As mentioned in the case reports in the literature, the use of IRPD in total edentulous jaws enables more comfortable patient movement in terms of chewing, esthetics, and speech.6,10,30 When an overdenture is compared with full dentures, the pressure forces in the residual crest are also less common in IO prostheses.33 At the same time, chewing movements become more balanced and regular in patients using IRPD.31-33 Bilhan et al also mentioned that the new design implant supported anterior bridge retained removable dentures with precission attachments eliminates two problems of conventional systems ease of hygiene with regard to bar attachment prosthesis and increased stability in severe resorbe mandible according to single attachments.25
As shown in a clinical study comparing removable partial dentures and conventional total prostheses; while the retention and comfort satisfaction of patients using removable partial dentures for mandibular prostheses was higher, a greater dissatisfaction in total prosthesis patients with mandibular prostheses was recorded.34 This suggests that the use of IRPD in total edentulous mandibular jaws is more appropriate. Collapse is observed in all physiological functions with old age; therefore, implant overdentures in elderly individuals should be designed to show satisfactory retention, be easily placed and removed, easy to clean, and cover a minimal surface area. In addition, it is important for younger total edentulous patients to feel comfortable in social settings with increased retention and to meet their esthetic expectations.27 IRPD and implant-supported fixed prosthetic restorations in the anterior region can have esthetic and psychologically positive effects so increase the self-confidence for young patients. In addition, prosthesis parts requiring less space for older patients can offer less complex retentive structures, and prosthetic components that will cause less plaque accumulation and are easy to maintain. Besides,in a recent study, wear of the matrices of unsplintted attachments are more remarkable especially the implants inserted not parallelly 35, that cause more adjustment and maintenance in a short span of time. It was mentioned that splinting the angulated implants is an suitable solution and IRPD may also be a good alternative in this situtaions.

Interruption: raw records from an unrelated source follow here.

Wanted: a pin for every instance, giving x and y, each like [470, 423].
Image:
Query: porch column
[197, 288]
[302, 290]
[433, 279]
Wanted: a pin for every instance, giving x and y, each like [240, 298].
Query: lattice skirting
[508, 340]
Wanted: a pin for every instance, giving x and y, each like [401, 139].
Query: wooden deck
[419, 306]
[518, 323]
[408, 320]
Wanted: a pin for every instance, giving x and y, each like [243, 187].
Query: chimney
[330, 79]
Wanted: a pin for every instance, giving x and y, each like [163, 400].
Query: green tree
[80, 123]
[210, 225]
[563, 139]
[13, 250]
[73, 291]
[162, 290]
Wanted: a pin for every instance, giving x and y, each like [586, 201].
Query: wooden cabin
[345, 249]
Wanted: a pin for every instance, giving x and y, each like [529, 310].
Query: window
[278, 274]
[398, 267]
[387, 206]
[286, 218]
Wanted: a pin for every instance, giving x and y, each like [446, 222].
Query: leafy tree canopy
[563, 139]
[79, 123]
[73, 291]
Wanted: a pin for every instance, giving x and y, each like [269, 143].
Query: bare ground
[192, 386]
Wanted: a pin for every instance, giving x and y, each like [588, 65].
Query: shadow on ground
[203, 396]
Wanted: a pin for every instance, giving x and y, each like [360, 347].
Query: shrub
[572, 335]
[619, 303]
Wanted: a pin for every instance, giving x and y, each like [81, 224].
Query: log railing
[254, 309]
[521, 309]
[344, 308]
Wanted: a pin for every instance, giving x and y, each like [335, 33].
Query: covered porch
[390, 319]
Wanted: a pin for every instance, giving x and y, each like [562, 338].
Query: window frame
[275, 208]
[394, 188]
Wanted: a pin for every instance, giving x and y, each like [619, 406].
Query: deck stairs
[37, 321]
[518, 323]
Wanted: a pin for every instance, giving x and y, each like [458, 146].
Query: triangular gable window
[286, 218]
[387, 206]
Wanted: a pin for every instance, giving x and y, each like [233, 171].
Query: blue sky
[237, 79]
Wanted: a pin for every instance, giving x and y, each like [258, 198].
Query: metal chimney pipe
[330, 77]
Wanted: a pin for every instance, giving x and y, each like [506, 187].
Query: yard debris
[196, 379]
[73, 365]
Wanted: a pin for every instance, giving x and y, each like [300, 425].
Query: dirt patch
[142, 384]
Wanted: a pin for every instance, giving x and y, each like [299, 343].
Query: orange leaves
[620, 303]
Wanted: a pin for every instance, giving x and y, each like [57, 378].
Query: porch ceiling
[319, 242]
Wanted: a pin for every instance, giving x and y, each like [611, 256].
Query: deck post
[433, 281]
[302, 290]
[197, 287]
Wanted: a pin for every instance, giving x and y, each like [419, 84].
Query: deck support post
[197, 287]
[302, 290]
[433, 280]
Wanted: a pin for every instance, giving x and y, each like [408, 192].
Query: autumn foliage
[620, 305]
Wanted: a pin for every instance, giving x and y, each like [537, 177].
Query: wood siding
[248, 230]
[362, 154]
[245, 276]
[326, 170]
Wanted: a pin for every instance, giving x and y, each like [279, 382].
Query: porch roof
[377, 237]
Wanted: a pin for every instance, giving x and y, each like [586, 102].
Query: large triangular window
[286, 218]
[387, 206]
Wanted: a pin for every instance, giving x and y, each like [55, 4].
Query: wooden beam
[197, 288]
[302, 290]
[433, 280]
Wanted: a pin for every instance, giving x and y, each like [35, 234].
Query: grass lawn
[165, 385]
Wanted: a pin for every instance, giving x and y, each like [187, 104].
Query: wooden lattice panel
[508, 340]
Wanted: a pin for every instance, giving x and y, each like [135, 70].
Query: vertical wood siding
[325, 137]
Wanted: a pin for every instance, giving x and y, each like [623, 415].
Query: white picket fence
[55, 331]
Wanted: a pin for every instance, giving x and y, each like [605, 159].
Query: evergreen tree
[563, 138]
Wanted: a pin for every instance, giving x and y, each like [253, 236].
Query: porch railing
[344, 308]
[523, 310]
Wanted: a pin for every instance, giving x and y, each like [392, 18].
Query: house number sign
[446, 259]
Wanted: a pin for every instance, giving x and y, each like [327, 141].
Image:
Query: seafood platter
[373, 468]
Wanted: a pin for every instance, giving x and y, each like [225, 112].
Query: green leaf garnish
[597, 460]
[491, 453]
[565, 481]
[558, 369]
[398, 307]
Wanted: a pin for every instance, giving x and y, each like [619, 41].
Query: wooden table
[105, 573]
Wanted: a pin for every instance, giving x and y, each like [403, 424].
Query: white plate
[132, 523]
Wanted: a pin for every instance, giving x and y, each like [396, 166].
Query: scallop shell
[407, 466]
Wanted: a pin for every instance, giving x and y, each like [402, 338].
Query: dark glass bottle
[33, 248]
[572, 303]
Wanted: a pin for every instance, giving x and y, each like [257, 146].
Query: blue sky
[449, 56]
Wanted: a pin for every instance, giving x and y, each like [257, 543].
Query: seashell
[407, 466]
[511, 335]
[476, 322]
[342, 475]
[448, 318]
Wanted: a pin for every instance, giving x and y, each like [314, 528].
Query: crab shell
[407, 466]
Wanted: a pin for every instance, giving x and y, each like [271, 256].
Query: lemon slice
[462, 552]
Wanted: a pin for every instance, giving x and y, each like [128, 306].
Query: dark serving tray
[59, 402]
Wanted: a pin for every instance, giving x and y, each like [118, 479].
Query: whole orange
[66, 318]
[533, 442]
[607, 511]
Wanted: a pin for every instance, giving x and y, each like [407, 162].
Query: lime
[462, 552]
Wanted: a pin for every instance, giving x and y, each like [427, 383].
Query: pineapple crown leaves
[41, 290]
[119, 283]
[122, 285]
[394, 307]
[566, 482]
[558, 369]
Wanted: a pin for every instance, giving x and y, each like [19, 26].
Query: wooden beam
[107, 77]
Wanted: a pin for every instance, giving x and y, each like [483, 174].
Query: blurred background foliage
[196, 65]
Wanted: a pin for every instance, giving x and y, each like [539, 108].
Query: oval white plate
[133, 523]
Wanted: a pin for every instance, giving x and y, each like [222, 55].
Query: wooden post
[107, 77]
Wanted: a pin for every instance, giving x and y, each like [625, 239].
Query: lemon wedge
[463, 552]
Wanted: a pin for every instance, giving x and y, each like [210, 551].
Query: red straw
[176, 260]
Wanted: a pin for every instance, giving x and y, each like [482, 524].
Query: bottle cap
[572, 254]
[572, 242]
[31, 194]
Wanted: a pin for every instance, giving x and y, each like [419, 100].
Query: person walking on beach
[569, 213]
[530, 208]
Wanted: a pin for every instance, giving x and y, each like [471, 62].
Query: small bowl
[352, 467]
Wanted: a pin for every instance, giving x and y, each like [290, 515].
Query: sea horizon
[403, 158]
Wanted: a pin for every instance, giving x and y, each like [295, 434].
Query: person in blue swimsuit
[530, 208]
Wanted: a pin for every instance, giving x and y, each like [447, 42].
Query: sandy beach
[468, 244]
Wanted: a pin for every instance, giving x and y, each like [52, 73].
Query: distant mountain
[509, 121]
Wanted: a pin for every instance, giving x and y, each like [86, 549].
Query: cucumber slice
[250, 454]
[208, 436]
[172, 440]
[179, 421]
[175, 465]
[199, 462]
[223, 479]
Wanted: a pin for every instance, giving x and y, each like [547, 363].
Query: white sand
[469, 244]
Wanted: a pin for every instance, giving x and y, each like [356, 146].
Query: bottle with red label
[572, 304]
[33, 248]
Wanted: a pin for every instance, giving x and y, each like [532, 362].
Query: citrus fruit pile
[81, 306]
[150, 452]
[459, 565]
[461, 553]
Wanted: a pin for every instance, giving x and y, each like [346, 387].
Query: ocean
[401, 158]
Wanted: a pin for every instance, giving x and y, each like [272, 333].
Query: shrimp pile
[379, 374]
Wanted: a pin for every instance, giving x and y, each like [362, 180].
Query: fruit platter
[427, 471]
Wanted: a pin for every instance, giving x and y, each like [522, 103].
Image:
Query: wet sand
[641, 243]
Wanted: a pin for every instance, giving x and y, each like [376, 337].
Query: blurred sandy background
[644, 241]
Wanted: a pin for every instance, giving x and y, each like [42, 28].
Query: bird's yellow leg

The present study is in vitro and presents limitations.
- in vivo studies and studies with other methodologies, such as finite element and strain gauge analysis, are necessary to complement the results found.
-stress transmission evaluated with static occlusal loads that limits the generalizability of our results. In fact, natural chewing is a dynamic movement and involves oblique forces. It would be beneficial for future studies to evaluate the stress transfer under different load directions.
-In this study, implant supported removable prosthetic designs were compared but for edentulous mandibles implant supported fixed prosthetic design such as hybrid prosthesis are commonly used in clinically. Therefore, for future studies both fixed and removable types can be investigated to extend the comparision.